2.   Çok dikkat etmemiz gerekenin yüzümüzü kıbleden çevirmemek olduğunu öğrendik.

3.   Tanrı’ya yüzümüzün dönük olması gerektiğini, yani kalbimizin sevgi ile bağlı olması gerektiğini, bildiğimiz kurallara ısrarla çok bağlı kalarak zarar görmememiz gerektiğini, kurallarından bilmediğimiz olabileceğini bundan dolayı zarar görebileceğimizi öğrendik.

4.   Hastalıklı bir vücudun sağlıklı düşünemeyeceğini öğrendik.

5.   Namaz kılmanın fakirlik hali olduğunu, namaz kılanın sevinç duyması gerektiğini öğrendik.

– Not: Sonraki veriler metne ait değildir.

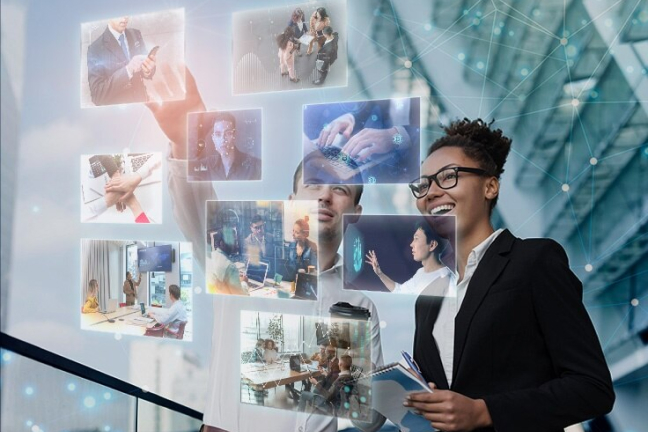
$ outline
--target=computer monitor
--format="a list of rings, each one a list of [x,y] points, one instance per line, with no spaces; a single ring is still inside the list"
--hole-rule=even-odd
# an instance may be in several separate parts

6.   Tanrı’yı bir sevgiliyi ister gibi yüz yüze gelerek bir olmanın daha hoş olacağını öğrendik.

 İşte böyle yaren;

Sevgiyle, muhabbetle, zevk alarak, sevinç duyarak, yüz yüze gelmiş gibi namaz kılmamız gerektiğini öğrendik anladık.

 Namazın bedensel bir davranış şekli olduğunu ve emredildiği gibi kılınması gerektiğini ancak tatmin edici olması için sevişme gibi, sevgiliyle buluşma gibi bir haz vermesi, sonrasında kalıcı bir sevinç duyulması gerektiğini öğrendik, anladık.